The mass kidnapping and killing south of Baghdad occurred near the volatile town of Latifiyah, about 20 miles south of Baghdad in the so-called Triangle of Death, where Shiites and U.S. and Iraqi security forces have been repeatedly targeted.
The gunmen set up a false security checkpoint to stop the buses before the ambush, said an officer who asked that his name not be used for fear of reprisals.
Shiite Muslims, a minority in that district, have routinely come under attack from Sunni insurgents who control the territory. The highway passing through the region from Baghdad leads to Najaf, the holiest Shiite city in Iraq, and Shiite pilgrims have become a favorite target of Sunni gunmen.
Kidnapped soldier
In the capital, the U.S. military offered a 50,000 reward for an Iraqi-American soldier kidnapped nearly three weeks ago.
Qusai al-Taayie, a 41-year-old translator from Ann Arbor, Mich., was handcuffed and driven away by gunmen of a rogue Shiite militia while visiting his Iraqi wife during a visit to the woman's family Oct. 23.
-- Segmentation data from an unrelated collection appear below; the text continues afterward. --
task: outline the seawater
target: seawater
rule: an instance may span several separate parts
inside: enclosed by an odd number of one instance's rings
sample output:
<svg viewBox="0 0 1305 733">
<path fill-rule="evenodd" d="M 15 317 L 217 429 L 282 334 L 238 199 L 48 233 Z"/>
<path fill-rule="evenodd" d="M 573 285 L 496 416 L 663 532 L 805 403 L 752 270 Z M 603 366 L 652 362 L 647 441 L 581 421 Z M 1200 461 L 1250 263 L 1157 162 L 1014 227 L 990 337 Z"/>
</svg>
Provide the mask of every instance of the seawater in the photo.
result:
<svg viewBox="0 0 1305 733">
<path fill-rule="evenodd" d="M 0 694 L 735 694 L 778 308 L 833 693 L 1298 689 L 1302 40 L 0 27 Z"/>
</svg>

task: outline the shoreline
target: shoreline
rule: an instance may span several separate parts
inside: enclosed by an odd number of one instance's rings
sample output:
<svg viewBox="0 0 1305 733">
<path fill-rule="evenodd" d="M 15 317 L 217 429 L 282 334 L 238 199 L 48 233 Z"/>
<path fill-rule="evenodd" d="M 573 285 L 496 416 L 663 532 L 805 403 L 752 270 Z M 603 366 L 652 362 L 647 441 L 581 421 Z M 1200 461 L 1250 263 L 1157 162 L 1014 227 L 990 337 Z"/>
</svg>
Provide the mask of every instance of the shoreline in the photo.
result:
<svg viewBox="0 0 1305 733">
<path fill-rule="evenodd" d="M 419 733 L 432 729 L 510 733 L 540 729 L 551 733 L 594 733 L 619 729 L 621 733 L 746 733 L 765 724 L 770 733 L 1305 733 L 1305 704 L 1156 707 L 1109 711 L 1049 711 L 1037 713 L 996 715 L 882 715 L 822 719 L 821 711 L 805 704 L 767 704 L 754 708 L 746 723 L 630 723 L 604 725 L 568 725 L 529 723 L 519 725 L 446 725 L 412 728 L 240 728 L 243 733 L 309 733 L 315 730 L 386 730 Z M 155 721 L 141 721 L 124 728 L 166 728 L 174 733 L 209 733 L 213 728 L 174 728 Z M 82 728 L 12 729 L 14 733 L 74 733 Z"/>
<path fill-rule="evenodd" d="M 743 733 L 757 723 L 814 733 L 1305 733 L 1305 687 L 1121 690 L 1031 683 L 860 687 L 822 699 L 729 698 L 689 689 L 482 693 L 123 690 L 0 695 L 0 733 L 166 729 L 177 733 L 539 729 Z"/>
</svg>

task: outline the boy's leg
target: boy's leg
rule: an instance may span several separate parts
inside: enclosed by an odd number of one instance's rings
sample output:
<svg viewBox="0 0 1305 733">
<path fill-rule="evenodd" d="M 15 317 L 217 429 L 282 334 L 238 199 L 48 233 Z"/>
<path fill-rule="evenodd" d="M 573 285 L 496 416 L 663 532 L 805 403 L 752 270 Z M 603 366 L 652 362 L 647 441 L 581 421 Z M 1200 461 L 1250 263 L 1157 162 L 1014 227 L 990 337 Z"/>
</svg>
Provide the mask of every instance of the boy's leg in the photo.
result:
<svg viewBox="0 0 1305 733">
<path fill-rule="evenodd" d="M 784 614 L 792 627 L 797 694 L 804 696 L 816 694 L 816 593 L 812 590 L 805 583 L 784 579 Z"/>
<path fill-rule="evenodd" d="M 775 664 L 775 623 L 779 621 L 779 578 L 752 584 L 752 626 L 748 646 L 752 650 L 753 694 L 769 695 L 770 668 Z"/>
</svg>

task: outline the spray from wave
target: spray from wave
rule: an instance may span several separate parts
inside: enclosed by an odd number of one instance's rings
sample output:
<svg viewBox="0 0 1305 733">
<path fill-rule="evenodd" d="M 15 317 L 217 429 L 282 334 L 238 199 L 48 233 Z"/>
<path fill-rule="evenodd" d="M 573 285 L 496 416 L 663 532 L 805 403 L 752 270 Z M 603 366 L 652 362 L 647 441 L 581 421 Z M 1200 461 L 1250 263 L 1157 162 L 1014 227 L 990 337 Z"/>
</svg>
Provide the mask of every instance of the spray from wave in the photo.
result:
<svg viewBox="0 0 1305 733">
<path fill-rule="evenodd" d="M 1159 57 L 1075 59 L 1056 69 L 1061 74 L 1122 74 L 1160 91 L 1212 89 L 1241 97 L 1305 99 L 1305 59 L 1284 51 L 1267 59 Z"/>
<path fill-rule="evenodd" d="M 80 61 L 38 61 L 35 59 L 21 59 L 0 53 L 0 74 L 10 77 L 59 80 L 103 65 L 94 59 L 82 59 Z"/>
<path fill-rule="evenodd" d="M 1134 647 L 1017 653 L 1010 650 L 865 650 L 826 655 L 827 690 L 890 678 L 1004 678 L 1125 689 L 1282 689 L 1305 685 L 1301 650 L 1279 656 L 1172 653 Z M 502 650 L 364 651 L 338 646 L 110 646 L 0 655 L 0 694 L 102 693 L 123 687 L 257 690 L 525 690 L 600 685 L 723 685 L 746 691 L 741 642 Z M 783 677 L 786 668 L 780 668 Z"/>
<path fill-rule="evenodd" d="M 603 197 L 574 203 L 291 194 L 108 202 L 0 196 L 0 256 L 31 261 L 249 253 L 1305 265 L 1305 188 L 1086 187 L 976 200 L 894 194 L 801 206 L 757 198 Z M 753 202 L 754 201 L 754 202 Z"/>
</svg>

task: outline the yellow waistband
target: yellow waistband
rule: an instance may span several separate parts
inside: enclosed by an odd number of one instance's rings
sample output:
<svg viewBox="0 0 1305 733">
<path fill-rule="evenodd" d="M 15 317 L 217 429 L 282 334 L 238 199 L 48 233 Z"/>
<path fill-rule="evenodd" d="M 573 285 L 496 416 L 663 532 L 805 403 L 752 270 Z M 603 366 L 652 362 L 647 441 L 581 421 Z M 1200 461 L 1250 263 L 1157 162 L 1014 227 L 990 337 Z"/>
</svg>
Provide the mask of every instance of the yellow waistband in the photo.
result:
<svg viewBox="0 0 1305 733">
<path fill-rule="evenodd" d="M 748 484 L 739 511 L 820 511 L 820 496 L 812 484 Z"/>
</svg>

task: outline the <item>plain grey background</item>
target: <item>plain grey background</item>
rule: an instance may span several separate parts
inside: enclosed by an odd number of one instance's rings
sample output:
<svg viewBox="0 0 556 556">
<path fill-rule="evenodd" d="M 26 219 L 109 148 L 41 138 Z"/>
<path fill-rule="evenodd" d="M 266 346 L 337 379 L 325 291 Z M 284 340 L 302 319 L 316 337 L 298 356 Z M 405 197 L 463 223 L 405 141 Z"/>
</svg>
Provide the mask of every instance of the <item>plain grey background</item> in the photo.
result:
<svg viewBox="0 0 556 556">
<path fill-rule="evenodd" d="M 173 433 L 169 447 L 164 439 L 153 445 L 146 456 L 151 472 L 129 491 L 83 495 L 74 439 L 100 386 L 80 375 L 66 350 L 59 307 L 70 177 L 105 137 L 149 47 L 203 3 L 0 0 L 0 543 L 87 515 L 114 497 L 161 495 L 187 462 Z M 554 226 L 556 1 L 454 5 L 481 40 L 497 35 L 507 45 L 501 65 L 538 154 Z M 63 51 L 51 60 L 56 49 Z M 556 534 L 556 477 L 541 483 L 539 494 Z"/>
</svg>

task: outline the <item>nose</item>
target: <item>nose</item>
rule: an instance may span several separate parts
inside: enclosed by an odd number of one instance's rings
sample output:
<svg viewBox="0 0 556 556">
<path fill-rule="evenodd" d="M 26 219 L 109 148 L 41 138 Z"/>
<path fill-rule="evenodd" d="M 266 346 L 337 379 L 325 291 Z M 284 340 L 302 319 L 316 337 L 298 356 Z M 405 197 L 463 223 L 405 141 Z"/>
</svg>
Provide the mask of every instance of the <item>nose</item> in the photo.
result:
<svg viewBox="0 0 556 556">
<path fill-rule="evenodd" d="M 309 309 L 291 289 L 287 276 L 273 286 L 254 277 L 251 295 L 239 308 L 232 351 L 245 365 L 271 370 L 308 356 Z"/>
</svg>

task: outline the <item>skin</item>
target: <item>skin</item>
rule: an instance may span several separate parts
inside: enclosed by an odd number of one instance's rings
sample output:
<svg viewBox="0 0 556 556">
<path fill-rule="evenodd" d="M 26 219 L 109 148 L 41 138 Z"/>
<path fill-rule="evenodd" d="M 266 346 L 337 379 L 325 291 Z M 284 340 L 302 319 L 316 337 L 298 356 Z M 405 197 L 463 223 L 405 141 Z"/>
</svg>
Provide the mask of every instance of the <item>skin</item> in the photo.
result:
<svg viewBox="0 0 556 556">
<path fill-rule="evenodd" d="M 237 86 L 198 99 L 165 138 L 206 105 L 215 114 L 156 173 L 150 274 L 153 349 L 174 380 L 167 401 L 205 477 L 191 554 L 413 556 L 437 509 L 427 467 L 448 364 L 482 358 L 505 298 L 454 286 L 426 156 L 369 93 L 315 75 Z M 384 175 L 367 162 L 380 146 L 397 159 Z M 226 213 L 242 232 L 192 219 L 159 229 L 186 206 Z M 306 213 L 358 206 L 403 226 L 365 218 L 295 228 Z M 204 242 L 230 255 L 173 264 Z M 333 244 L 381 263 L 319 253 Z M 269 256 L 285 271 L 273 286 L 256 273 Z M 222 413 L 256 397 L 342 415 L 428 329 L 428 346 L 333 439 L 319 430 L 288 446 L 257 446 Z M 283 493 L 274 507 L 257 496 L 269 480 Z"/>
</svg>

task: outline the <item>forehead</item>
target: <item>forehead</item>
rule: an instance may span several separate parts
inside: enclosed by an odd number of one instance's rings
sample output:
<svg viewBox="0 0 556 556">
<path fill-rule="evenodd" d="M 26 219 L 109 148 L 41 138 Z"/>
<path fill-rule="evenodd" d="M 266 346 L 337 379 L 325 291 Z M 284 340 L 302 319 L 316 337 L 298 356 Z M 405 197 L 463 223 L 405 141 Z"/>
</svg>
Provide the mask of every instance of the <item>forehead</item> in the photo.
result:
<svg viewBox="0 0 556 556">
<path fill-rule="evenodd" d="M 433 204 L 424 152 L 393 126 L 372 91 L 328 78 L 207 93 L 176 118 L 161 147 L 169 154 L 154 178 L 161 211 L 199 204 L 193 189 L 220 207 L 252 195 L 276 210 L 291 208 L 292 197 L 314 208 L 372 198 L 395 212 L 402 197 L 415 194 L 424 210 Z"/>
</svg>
Al-Taayie's uncle last week said he had received a demand of 250,000 from the kidnappers through an intermediary, but there was no word on further communications.
There were no reported deaths among America's 152,000 service men and women in Iraq on Saturday, as the U.S. Ambassador Zalmay Khalilzad and Gen. George Casey, the top commander in Iraq, oversaw a Veterans Day ceremony at which 75 members of the armed forces from 33 countries were sworn in as American citizens.
In Baghdad, eight people died and at least 38 were wounded when two bombs hidden under parked cars exploded among noontime shoppers in downtown Baghdad's Hafidh al-Qadhi square. Police and a medical workers said at least 38 others were injured in the explosion at the formerly bustling area on the eastern bank of the Tigris River.
Soldiers killed
A Slovak soldier and Polish soldier were reported killed overnight by a roadside bomb. Slovakian defense ministry spokesman Vladimir Gemela said the two soldiers died when their vehicle was hit by a roadside bomb near Kut, 100 miles southeast of Baghdad where coalition troops have fought fighters with the Mahdi Army militia loyal to the radical anti-American cleric Muqtada al-Sadr.
The deaths marked the 18th among Polish troops and fourth among those from Slovakia, which has about 100 troops in Iraq operating jointly with the 900 Polish troops in the country.
Slovakia's prime minister, Robert Fico, has said his country will pull its troops out of Iraq in February.
Baghdad police 1st Lt. Thayer Mahmud said his men found 25 corpses dumped in several parts of the capital in the 24 hours that began at 6 p.m. Friday.
A Samarra police captain, who spoke on condition of anonymity because he feared retribution, said the city morgue had received the beheaded bodies of five soldiers who were kidnapped last week in the Meshahda area, 20 miles north of the capital.